The DSL 1900 hGH IRMA kit was developed for the quantitative measurement of hGH in human serum. The IRMA format is a non-competitive assay in which the analyte to be measured is "sandwiched" between two antibodies. The first antibody is immobilized to the coated tube, the other antibody is radiolabelled for detection. The analyte present is bound by both the antibodies to form a "sandwiched" complex. Unbound materials are removed be decanting and washing the tube. The resultant is analyzed in a gamma counter for net counts. The amount of bound hGH is directly proportional to the concentration of the hGH present in the sample.

The DSL IGF-II IRMA assay is intended for the quantitative determination of IGF-II in human serum or plasma. The measurement of IGF-II is used For In Vitro Diagnostic Use in the evaluation of growth status.

The DSL 9100 IGF-II IRMA kit was developed for the quantitative measurement of IGF-II in human serum or plasma.

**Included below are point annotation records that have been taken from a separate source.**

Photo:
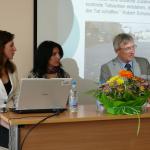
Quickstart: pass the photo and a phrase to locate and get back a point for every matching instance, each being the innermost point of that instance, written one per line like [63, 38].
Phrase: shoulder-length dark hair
[44, 52]
[5, 37]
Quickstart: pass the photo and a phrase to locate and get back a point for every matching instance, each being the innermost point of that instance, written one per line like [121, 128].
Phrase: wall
[16, 16]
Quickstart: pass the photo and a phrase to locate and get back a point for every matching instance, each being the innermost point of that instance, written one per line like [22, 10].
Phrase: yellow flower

The IRMA format is a non-competitive assay in which the analyte to be measured is "sandwiched" between two antibodies. The first antibody, goat anti-IGF-II, is immobilized to the inside wall of the test tube, the other antibody, mouse monoclonal anti-IGF-II is radiolabelled for detection. The analyte present is bound by both the antibodies to form a "sandwiched" complex. Unbound materials are removed be decanting and washing the tubes. The resultant is analyzed in a gamma counter for bounds counts per minute. The amount of bound IGF-II is directly proportional to the concentration of the IGF-II present in the sample.

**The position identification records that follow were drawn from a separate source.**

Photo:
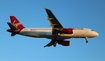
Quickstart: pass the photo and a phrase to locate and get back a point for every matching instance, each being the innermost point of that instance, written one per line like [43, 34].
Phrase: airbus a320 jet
[58, 34]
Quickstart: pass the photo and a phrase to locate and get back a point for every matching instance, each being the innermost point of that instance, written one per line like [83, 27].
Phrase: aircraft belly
[36, 34]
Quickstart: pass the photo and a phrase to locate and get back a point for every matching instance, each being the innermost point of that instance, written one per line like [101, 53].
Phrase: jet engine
[68, 30]
[64, 43]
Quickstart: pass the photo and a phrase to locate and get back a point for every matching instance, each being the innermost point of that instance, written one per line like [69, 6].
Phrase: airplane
[58, 34]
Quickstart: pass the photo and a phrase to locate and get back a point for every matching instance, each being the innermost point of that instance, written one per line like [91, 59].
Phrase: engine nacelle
[64, 43]
[68, 30]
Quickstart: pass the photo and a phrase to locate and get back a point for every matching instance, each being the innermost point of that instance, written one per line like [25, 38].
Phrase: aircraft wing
[53, 20]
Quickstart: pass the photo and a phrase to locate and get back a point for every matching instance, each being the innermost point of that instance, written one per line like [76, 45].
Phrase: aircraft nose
[96, 34]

The DSL IGF-I IRMA assay is intended for the quantitative determination of IGF-I in human serum or EDTA plasma. The measurement of serum/plasma IGF-I is used as a diagnostic aid in the evaluation of growth status disorders.

The DSL Active IGF-I IRMA kit was developed for the quantitative measurement of Insulin-like Growth Factor-I in human serum and plasma. This IRMA format is a capture assay. Mouse monoclonal antibody to IGF-I is immobilized to the inner surface of the coated test tubes. IGF-I in the standards or samples is "sandwiched" between this monoclonal and the goat-anti-IGF-I polyclonal antibody labelled with lodine-125.

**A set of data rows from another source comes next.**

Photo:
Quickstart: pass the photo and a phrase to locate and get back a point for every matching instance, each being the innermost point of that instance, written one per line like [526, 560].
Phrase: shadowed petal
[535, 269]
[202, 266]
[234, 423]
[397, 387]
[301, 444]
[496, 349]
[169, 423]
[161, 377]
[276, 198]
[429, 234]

The DSL Active hGH ELISA Kit was developed for the quantitative measurement of human growth hormone in human serum. The measurement of growth hormone in serum is used as a diagnostic aid in the evaluation of hGH deficiency disorders or acromegaly.

Mouse monoclonal antibody "capture antibody" is immobilized to the inner surface of microtiter plate wells. Growth hormone in the standards or serum samples is "sandwiched" between the capture antibody and the anti-hGH monoclonal antibody conjugated to horseradish peroxidase enzyme.